Kate lucía esta noche uno de sus trajes de punto de St. John de un color champán que entonaba a la perfección con su pelo rubio ceniza, que llevaba con un corte a lo paje como Gena Rowlands a la altura de la mandíbula, desde que Annabelle tenía memoria. Su padre vestía su blazier azul marino favorito, camisa blanca y una corbata del mismo gris que los vestigios de su pelo rizado. En tiempos había sido de color caoba, como el de su hija. Una insignia con la bandera americana adornaba su solapa, y, al abrazarle, Annabelle aspiró su familiar perfume a papá: espuma de afeitar brut, loción limpiadora seca y piel de cirujano, frotada a conciencia.

Heath empezó a estrechar manos.

– Kate, Chet, es un placer.

Aunque Annabelle había visto ya a sus padres en el desayuno, sus hermanos habían llegado en avión sólo unas horas antes, e intercambió abrazos con ellos.

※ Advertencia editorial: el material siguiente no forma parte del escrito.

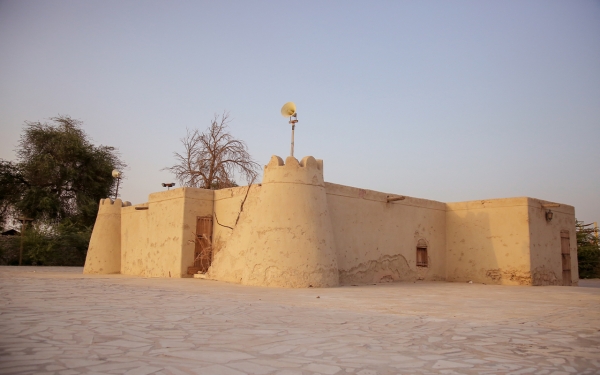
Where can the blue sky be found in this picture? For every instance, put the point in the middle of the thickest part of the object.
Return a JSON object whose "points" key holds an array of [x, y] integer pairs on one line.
{"points": [[444, 100]]}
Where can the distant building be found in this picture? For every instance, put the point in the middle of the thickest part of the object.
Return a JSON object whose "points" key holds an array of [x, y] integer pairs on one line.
{"points": [[295, 230]]}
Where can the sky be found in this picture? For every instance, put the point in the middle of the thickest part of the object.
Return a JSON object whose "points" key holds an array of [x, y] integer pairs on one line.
{"points": [[443, 100]]}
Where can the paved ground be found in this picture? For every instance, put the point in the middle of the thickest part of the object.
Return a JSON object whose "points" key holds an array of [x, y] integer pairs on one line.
{"points": [[58, 321]]}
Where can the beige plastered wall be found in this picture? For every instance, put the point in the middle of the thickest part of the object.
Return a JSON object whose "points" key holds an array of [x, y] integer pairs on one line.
{"points": [[507, 241], [283, 236], [376, 241], [159, 241], [545, 240], [104, 250], [487, 241]]}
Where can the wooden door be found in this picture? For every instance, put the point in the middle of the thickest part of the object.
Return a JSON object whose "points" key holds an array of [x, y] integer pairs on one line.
{"points": [[565, 250], [203, 248]]}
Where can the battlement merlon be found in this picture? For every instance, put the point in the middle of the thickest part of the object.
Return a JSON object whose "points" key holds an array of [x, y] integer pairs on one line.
{"points": [[308, 171], [108, 206]]}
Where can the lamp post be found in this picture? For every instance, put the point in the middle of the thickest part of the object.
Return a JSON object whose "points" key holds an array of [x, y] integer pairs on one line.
{"points": [[117, 175], [289, 109], [23, 221]]}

Doug y Adam habían heredado de Kate su agraciado aspecto -rubios, de ojos azules-, pero no así su tendencia a cargar con algún kilo de más en torno a la cintura. Estaban especialmente guapos esa noche, triunfadores con cuerpos endurecidos.

– Doug, tú eres el contable, ¿no es así? -Los ojos de Heath despedían un brillo de respeto-. Tengo entendido que te han hecho vicepresidente de Reynolds y Peate. Impresionante. Y Adam, el mejor cardiocirujano de San Luis. Es un honor.

Los hermanos Granger se sintieron igualmente honrados, y los tres se dieron amistosas palmaditas en los hombros.

– He leído sobre ti en los periódicos…

– Te has hecho toda una reputación…

– … tu nómina de clientes es asombrosa…

La cuñada de Annabelle se aplicaba el perfume como si fuera repelente para insectos, así que la abrazó en último lugar. Excesivarnente bronceada, con un maquillaje agresivo e infralimentada, Candace llevaba un vestido negro corto y sin tirantes para exhibir el color de sus brazos y sus impecables pantorrillas. Los diamantes de sus pendientes eran casi tan grandes como los de Sean Palmer, pero Annabelle seguía pensando que parecía un caballo.

Heath brindó a Candace su combinado especial: sonrisa sexy y mirada directa, rebosante de sinceridad.

– Vaya, Doug, ¿cómo es que un tío tan feo como tú ha conquistado a semejante belleza?

Doug, que sabía perfectamente lo guapo que era, se rió. Candace agitó coquetamente las extensiones caoba de su pelo.

– La pregunta es… ¿cómo es que una chica como Annabelle ha persuadido a alguien como tú de que se uniera a nuestra pequeña fiesta familiar?

Annabelle sonrió con dulzura.

– Le he prometido que después le dejaría atarme y azotarme.

El comentario divirtió a Heath, pero su madre soltó un bufido.

– Annabelle, no todos los presentes están familiarizados con tu sentido del humor.

Annabelle dirigió su atención a la única persona en la sala que no conocía, la última conquista de Adam. Al igual que las previas, incluida su ex mujer, era una chica bien trajeada, atractiva, de facciones cuadradas, llevaba una coleta castaña oscura cortada de un tajo, y carecía por completo de encanto. La simple visión de aquellos labios finos y serios anunciaba que su hermano había vuelto a elegir a una hembra emocionalmente robótica.

– Ésta es la doctora Lucille Menger. -Deslizó un brazo protector por sus hombros-. Nuestra muy talentosa nueva patóloga.